Thursday, November 26, 2009

Should Presidents Use Thanksgiving Proclamations to Advocate Their Policies?

Do We Need More (or less) FDR?

Over at the Nation, John Nichols, is criticizing the tone and content of President Obama's Thanksgiving proclamation, calling for "another helping of FDR." According to Nichols, FDR departed from George Washington's example and used the proclamations as a platform to defend his policy initiatives. Nichols thinks this is a good thing and that Obama should do the same.
Nichols quotes some of FDR's proclamations at length.

For instance, FDR's 1933 proclamation included the following:

"May we be grateful for the passing of dark days; for the new spirit of dependence one on another; for the closer unity of all parts of our wide land; for the greater friendship between employers and those who toil."
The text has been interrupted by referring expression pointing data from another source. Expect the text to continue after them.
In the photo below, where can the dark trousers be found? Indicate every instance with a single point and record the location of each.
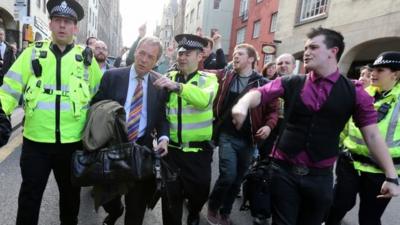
(37, 161)
(349, 183)
(234, 161)
(193, 183)
(135, 202)
(299, 199)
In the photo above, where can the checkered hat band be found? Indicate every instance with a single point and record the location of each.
(385, 62)
(64, 10)
(190, 43)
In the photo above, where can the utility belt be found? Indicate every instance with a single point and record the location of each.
(364, 159)
(300, 169)
(204, 145)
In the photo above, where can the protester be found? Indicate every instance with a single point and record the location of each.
(356, 171)
(46, 74)
(302, 179)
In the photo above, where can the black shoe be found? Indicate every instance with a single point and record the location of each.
(112, 218)
(193, 219)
Moreover, his 1934 proclamation included the following:

"During the past year we have been given courage and fortitude to meet the problems which have confronted us in our national life. Our sense of social justice has deepened. We have been given vision to make new provisions for human welfare and happiness, and in a spirit of mutual helpfulness we have cooperated to translate vision into reality,"

Nichols criticizes Obama for being like Washington and George W. Bush and using the proclamation to emphasize themes that all Americans can endorse, regardless of party affiliation.
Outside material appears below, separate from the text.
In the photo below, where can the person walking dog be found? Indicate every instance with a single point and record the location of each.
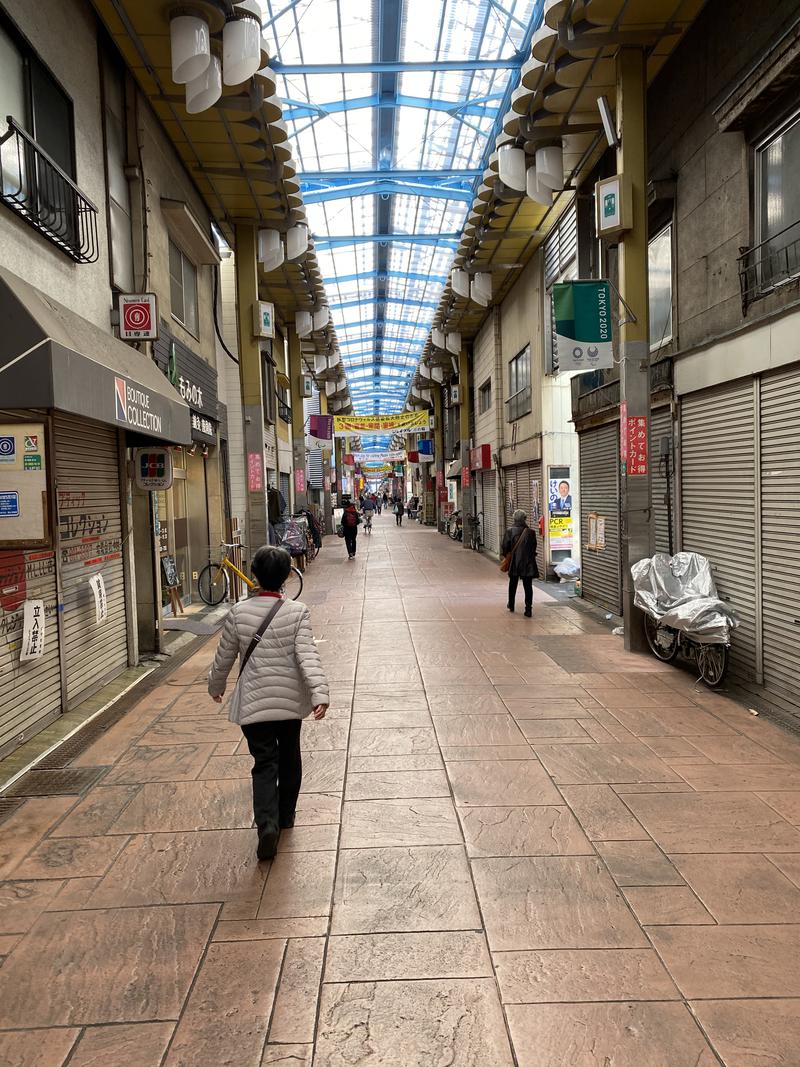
(281, 682)
(520, 548)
I respectfully disagree with Nichols.

1. Roosevelt was obviously referring to his economic recovery package, particularly the National Industrial Recovery Act (NIRA), passed in the summer of 1933. The plan fostered "unity," "dependence," and "social justice" by coercively requiring members of more than 500 different industries to fix prices and adopt other practices, including minimum wages, that disproportionately raised the costs of small businesses and thus fostered the exercise of market power by large entenched firms. The NIRA also required participating firms to bargain collectively with labor cartels known as unions, thereby further enhancing wages above the market level and further disadvantaging small business and racial minorities.

The Supreme Court unanimously declared the NIRA unconstitutional in 1935, and economists from both sides of the spectrum, including the Chair of President Obama's Council of Economic advisors, Christina Roemer, a William and Mary alumna, have argued that the NIRA significantly slowed economic recovery and thus exacerbated the misery caused by the great Depression. Empirical tests have confirmed this result.

The Supreme Court also struck down the Agricultural Adjustment Act and the Bituminous Coal Act, provisions that had similar price-raising, and recovery-stalling, effects.

In short, FDR's unconstitutional economic recovery plan was nothing to celebrate, and it's unfortunate to say the least that he enshrined arguments, albeit somewhat indirectly, for his plan in his Thanksgiving proclamation. Such proclamations should withstand the test of time and speak to timeless values. Roosevelt's arguments for his plan do not pass this test.

2. Some traditions and days should be above politics. Presidents should follow in George Washington's footsteps and use such proclamations to celebrate that which brings us together, not what divides us. Many small businessmen and racial minorities were anything but thankful for President Roosevelt's policies. Kudos to President Obama for taking the right approach here.